In response to Gaffney's complaint, the Navy in 1986 located the two donors. One tested negative. The second refused to be tested. In a letter from Rear Adm. J. S. Cassells, then the commander of the U.S. Naval Medical Command, Gaffney learned that the latter donor had been "separated" from the Marine Corps "due to homosexual acts."

Privacy restrictions prevented disclosure of that donor's name, the government told Gaffney. But when he finally received records of the matter, "they'd done a bad job," Gaffney said. "They blotted his name out in some places, but not in others."

Eventually, Gaffney said he was able to speak to the donor's lawyer.

"Both the lawyer and the donor expressed their sincerest sympathies," Gaffney said. "But he said he wouldn't be tested."

Without "medical negligence" while Mutsuko Gaffney was carrying her first child, the Gaffneys' suit maintains, the questionable transfusion would never have been necessary.

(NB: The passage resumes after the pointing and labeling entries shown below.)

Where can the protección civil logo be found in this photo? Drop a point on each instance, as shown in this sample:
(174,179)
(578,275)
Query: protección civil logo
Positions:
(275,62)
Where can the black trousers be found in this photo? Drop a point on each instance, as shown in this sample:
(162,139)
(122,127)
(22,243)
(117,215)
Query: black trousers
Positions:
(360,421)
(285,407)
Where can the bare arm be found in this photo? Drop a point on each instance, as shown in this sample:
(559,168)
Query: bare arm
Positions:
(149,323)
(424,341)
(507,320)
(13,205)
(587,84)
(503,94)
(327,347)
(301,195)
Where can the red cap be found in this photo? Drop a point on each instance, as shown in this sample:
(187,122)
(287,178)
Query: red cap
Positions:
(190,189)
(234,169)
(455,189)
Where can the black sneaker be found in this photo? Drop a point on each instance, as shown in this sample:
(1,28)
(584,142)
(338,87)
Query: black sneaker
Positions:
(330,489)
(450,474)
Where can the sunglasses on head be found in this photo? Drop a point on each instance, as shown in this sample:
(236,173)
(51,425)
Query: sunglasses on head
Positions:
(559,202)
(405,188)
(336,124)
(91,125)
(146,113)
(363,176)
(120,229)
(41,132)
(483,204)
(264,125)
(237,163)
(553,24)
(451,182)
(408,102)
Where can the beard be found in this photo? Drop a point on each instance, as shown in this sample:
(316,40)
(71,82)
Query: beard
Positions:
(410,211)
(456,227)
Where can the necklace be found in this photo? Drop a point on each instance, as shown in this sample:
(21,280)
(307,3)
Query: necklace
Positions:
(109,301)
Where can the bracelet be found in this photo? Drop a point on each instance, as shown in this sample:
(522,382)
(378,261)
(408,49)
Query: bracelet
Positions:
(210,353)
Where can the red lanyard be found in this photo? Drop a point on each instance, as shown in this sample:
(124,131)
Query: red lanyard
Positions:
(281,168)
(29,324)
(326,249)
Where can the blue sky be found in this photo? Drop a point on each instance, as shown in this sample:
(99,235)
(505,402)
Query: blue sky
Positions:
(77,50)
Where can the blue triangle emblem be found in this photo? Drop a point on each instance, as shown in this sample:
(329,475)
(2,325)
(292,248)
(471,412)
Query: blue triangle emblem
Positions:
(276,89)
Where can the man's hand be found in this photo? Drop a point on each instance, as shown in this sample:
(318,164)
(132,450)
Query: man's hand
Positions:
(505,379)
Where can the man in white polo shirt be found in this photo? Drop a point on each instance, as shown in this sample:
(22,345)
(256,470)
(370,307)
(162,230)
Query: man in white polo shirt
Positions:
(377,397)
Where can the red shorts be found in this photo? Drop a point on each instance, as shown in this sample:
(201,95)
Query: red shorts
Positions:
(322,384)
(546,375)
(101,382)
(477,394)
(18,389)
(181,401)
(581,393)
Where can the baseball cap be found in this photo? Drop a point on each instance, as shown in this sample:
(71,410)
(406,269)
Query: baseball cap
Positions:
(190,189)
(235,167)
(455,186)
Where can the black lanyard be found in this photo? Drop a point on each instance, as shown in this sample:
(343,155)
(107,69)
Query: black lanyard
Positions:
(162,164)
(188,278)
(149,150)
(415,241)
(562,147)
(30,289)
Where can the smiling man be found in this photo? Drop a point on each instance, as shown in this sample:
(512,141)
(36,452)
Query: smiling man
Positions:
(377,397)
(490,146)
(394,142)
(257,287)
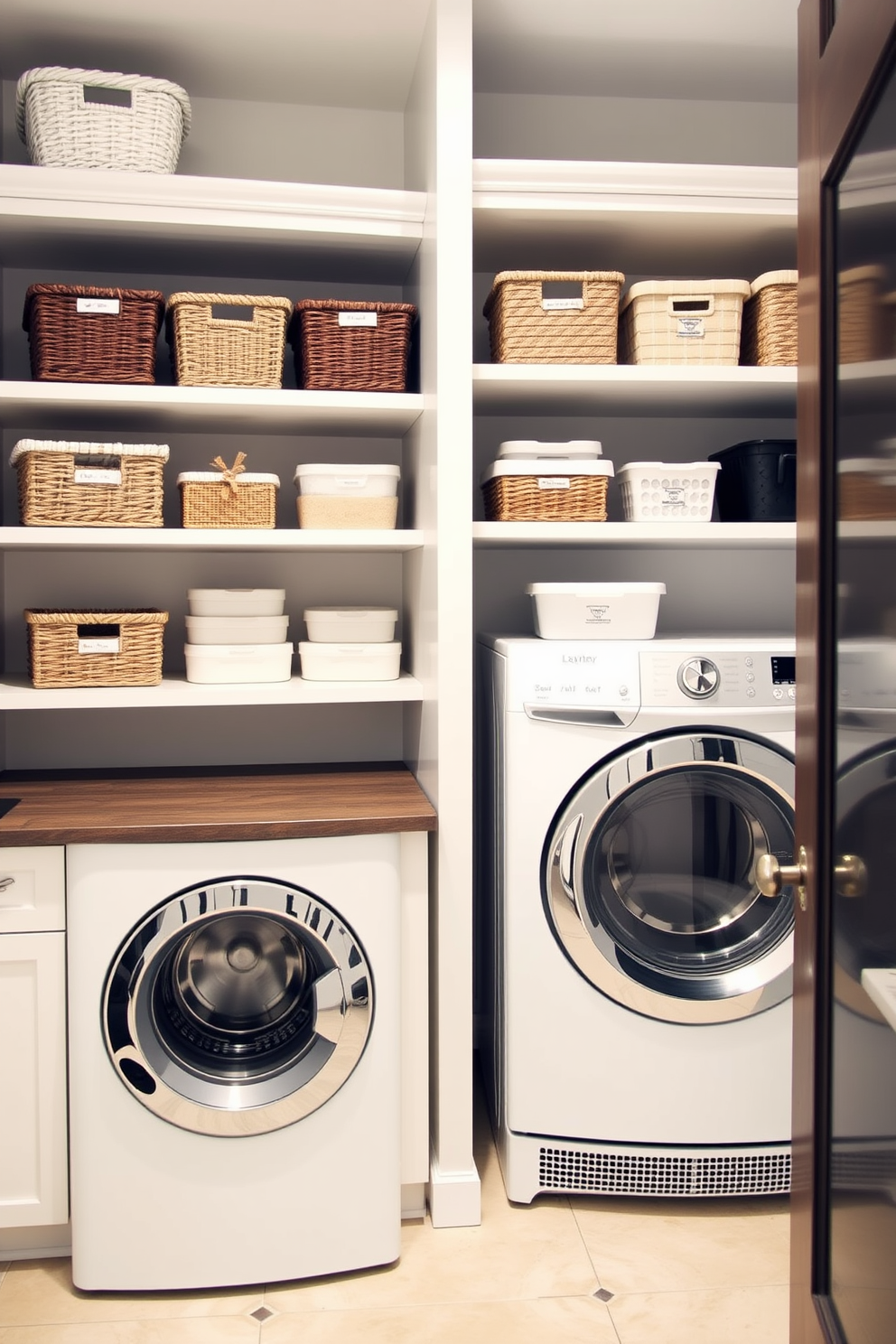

Taking the stand as the first witness, Martin Gaffney described how he met his Japanese-born wife while he was stationed on Okinawa. She was two months pregnant when they were married.

An otherwise uneventful pregnancy dragged into its 42nd week, two weeks past the normal 40-week gestation. Gaffney testified that Dr. John Yeast, head of the Long Beach Naval Hospital's obstetrics unit, advised no intervention.

"He said they like to let things happen naturally, for nature to take its course," Gaffney said.

At the end of her 44th week of pregnancy, Mrs. Gaffney went to the hospital, complaining of labor pains. "The nurse said it was a false alarm and to go home," Gaffney related.

Two days later, on Sept. 21, 1981, the Gaffneys once again rushed to the hospital. This time, a doctor examined Mrs. Gaffney and told her the baby was dead. The dead child delivered by Cesarean section weighed 11 pounds.